L’obiettivo della riforma costituzionale del premierato, dicono a destra, è quella di assicurare stabilità al Governo, cioè, impedire che accadano le cosiddette crisi al buio, i vuoti di potere. Ora, dal momento che il premierato della Meloni si ispira ed oscilla, da un cancellierato tedesco ad un semi presidenzialismo francese, se effettivamente il problema è dare stabilità ai governi, basterebbe introdurre l’istituto della cosiddetta “sfiducia costruttiva”, previsto dall’art. 67 comma 1 (costituzione tedesca),  che assicura, in caso di sfiducia di un governo in carica, un nuovo governo entro 48 ore, (avete letto bene, 48 ORE), senza la necessità di cambiare forma di Governo.

E’ evidente che la riforma del premierato invero è un pretesto. O meglio, è la necessità di avere nelle mani del capo più potere a discapito degli altri poteri per poterli soggiogare, a cominciare dal Parlamento. La tripartizione dei poteri e l’equilibrio tra essi, sono pilastri per le democrazie moderne, frutto del pensiero giusnaturalista illuminista del Montesquieu e di una tradizione politica costituzionale, patrimonio di tutti i paesi democratici del mondo che non può né deve essere messa in discussione.

Il modello ligure di Toti

Il Tribunale del Riesame di Genova, come precedentemente il Gip di Genova, hanno respinto la richiesta di revoca degli arresti domiciliari al governatore della Liguria Giovanni Toti, arrestato per corruzione lo scorso 7 maggio, pertanto il governatore resta ai domiciliari.  

Il gip di Genova Paola Faggioni respinse la richiesta di revoca della misura chiesta dal suo avvocato perchè  scriveva “è evidente, anche alla luce dei recenti sviluppi investigativi, la permanenza del pericolo che l’indagato possa reiterare analoghe condotte – peraltro ritenute pienamente legittime e corrette dal predetto – in vista delle prossime competizioni elettorali regionali del 2025 (o di ulteriori eventuali competizioni elettorali), per le quali aveva, peraltro, già iniziato la relativa raccolta di fondi” (F. Q. | 14 GIUGNO 2024).

I giudici del Tribunale del Riesame di Genova, ancora oggi, lo hanno ribadito e respinto l’istanza di revoca degli arresti domiciliari.

Nel suo appello al Riesame contro la decisione, l’avvocato Savi aveva scritto che, in caso di liberazione, Toti non avrebbe più chiesto o ricevuto finanziamenti elettorali da imprenditori interessandosi nel frattempo alle loro pratiche, pur negando che quelle condotte costituissero reato.

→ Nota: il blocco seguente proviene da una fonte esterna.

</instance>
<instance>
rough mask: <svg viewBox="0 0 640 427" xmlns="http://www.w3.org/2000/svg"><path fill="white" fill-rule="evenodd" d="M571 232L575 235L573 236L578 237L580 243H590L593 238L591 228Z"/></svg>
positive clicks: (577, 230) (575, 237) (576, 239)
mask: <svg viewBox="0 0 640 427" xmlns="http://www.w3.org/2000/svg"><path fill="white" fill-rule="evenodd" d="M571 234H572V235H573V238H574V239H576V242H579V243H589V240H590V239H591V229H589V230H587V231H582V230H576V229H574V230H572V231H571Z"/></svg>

Secondo i giudici Massimo Cusatti, Marina Orsini e Luisa Avanzino, però, il governatore potrebbe reiterare il delitto proprio “in quanto ha dimostrato di non aver compreso appieno la natura delle accuse”((F. Q. | 11 LUGLIO 2024) 

Il governatore resiste e non si dimette e la Liguria continua ad essere amministrata da un presidente agli arresti domiciliari.